Role of PPARγ/Nitric Oxide Synthase Signaling in the Cyclosporine-induced Attenuation of Endothelium-dependent Renovascular Vasodilation

Abstract

Evidence from our laboratory and others suggests a negative effect for cyclosporine A (CSA) on renovascular reactivity. This study investigated the role of peroxisome proliferator-activated receptor gamma (PPAR gamma)/nitric oxide synthase (NOS) signaling in the CSA-induced attenuation of endothelium-dependent vasodilations in phenylephrine-preconstricted perfused kidneys of rats.

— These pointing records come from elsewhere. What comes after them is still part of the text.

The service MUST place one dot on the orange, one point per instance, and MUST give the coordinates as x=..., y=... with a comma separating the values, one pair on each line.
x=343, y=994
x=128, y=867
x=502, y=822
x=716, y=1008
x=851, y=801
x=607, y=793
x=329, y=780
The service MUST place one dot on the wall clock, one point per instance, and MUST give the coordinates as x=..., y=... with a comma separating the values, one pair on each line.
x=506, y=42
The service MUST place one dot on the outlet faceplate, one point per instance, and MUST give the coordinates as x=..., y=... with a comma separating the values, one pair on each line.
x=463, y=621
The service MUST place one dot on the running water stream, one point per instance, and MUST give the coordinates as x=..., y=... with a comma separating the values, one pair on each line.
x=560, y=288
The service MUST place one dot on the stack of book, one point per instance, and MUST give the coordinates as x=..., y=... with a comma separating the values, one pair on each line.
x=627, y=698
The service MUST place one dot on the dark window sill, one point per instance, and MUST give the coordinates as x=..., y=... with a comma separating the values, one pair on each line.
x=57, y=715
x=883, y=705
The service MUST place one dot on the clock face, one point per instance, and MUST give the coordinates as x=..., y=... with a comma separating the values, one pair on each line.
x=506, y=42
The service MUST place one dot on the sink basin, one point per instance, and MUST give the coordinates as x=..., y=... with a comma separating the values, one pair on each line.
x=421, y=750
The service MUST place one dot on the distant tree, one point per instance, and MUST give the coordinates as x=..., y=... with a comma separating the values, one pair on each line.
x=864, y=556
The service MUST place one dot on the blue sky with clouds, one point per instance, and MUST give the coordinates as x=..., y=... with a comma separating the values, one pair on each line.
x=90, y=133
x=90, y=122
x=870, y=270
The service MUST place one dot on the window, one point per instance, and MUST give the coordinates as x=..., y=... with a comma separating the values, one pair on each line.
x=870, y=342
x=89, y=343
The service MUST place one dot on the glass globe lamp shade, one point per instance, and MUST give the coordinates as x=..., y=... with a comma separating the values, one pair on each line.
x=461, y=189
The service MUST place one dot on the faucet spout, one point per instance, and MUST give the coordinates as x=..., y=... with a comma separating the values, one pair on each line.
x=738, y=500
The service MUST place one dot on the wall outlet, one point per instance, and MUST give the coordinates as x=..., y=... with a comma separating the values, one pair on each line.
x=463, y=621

Bolus injection of carbachol (4 micromoL) reduced the renal perfusion pressure with a peak depressor effect observed at 2 minutes. CSA (5 microM) infusion significantly attenuated the vasodilatory action of carbachol. The specificity of this interaction was verified by the lack of effect of CSA on renal vasodilation caused by papaverine (50 nmol). The carbachol-induced renal vasodilations were also reduced after infusion of N-nitro-L-arginine methyl ester (L-NAME, NOS inhibitor, 100 microM) or 2-chloro-5-nitro-N-phenylbenzamide (GW9662, PPAR gamma antagonist, 1 microM). The attenuation of carbachol vasodilation by CSA was abolished in presence of L-arginine or L-NAME in contrast to no effect for GW9662. Pioglitazone (PPAR gamma agonist, 10 microM) abolished the CSA-induced attenuation of carbachol responses, an effect that was not manifest in presence of GW9662 or l-NAME. These findings suggest that PPAR gamma act tonically to facilitate renovascular dilatory response to endothelial muscarinic receptor activation. More importantly, NOS signaling downstream of PPAR gamma mediates, at least partly, the inhibitory effect of CSA on carbachol vasodilations.